Feel Better and Live to 100+
Many changes take place in physical abilities as we age. Try as I may, I simply can’t swim as fast at 69 as I did at 39, 49 or even 59. Nor am I as steady on my feet. I can only assume my strength has waned as well — I’m finding bottles and jars harder to open and heavy packages harder to lift and carry.
But in August, I hiked in the Grand Canyon, prompting my 10-year-old grandson Stefan to ask, “Grandma, how many 69-year-olds do you think could do this?”
The answer, of course, is “a lot.” And the reason is that we work at it. For my part, I exercise daily, walking three miles or biking 10, then swimming three-quarters of a mile. In spring and summer, heavy-duty gardening strengthens my entire body.
But now that my physically stronger spouse is gone, I see that I need to make some improvements. With no one handy to open those jars or lift those heavy objects, I’ve begun strength training so I can remain as independent as possible as long as possible.
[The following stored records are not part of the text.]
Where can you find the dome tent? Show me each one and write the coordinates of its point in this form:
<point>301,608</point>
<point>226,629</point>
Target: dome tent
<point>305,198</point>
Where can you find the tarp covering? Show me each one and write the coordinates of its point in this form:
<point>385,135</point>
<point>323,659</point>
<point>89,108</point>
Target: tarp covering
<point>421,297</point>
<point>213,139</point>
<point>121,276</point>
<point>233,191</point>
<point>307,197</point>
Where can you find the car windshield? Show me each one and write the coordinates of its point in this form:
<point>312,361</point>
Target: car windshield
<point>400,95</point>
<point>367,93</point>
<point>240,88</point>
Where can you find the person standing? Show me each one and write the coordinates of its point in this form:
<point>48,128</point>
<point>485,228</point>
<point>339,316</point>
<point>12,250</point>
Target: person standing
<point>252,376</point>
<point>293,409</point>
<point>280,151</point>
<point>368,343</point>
In a newly published book, “Treat Me, Not My Age”(Viking), Dr. Mark Lachs, director of geriatrics at the NewYork-Presbyterian Healthcare System, discusses two major influences (among others) on how well older people are able to function.
Delaying Bodily Decline
The first, called physiologic reserve, refers to excess capacity in organs and biological systems; we’re given this reserve at birth, and it tends to decrease over time.